You may as well crumple the job description for a Relationship Manager up into a ball and kick it into the dustbin like a Jack Grealish volley. In this role you must have the willingness to get stuck in, help out and do whatever it takes to ensure our fundraisers can work to the best of their abilities. This is the main reason why I could not write “a day in the life…” article (how boring anyway) as no two days are the same (it’s not just a turn of phrase, it’s the absolute truth). Logistics, handy man, delivery driver, trainer, coach, marketing guru, cook, baker, candlestick maker (ok maybe I’ve gone overboard a bit with the last couple), but I have done all these roles and more since I’ve been at The Professional Fundraiser and this is probably one of the main reasons I enjoy the role so much.

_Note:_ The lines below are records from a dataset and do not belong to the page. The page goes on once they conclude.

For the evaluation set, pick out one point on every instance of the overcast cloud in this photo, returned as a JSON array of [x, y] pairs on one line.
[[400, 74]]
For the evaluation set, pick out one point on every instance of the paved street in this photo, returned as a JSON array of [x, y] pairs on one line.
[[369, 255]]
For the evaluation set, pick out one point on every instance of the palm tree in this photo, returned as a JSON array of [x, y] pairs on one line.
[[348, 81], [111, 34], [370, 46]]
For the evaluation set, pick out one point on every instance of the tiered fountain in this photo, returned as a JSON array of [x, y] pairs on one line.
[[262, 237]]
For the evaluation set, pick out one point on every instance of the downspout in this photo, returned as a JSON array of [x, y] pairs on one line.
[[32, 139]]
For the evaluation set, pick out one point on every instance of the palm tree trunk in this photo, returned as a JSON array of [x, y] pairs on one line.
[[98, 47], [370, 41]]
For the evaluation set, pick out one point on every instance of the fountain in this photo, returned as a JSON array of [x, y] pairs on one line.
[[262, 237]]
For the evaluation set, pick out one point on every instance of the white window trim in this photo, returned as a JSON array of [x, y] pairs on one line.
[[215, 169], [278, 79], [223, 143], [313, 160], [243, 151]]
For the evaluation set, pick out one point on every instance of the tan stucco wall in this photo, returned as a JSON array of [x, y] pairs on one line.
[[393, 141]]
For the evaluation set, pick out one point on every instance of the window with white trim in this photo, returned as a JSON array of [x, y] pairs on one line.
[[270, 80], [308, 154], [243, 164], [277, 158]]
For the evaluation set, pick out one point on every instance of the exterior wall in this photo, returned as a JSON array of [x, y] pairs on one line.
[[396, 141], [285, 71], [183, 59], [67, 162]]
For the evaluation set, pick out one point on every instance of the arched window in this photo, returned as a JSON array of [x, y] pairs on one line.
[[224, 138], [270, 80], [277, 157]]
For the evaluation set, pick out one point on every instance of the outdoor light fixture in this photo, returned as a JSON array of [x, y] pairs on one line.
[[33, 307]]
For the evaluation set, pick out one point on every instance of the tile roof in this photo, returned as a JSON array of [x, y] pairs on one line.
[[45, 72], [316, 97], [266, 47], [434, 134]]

Versatility and adaptability is a must, you have to think of the “big picture” all the time and understand that all the different roles you undertake work towards our fundraisers being equipped and motivated to raise money for their charity.
It’s a ride..
In short, the role of a Relationship Manager is an art, you need to hone your technique to help you deal with and react to a variety of situations. The situations are so varied and the different personalities you deal with are so vast, that there is a need to be flexible and supple in your actions and be able to absorb negativity, challenge situations, and provide solutions in a positive and constructive way. No two days are the same, some are completely focused on fundraisers others are completely involved in contributing to the direction of the business. It’s never dull, it has its ups and downs, sometimes it’s fast and you can feel a little overwhelmed, but if you can go with the flow and try to enjoy those moments, its completely exhilarating… just like a rollercoaster ride.
In my eyes, the “big picture” then, is knowing that what you do contributes to improving the lives of vulnerable people and animals.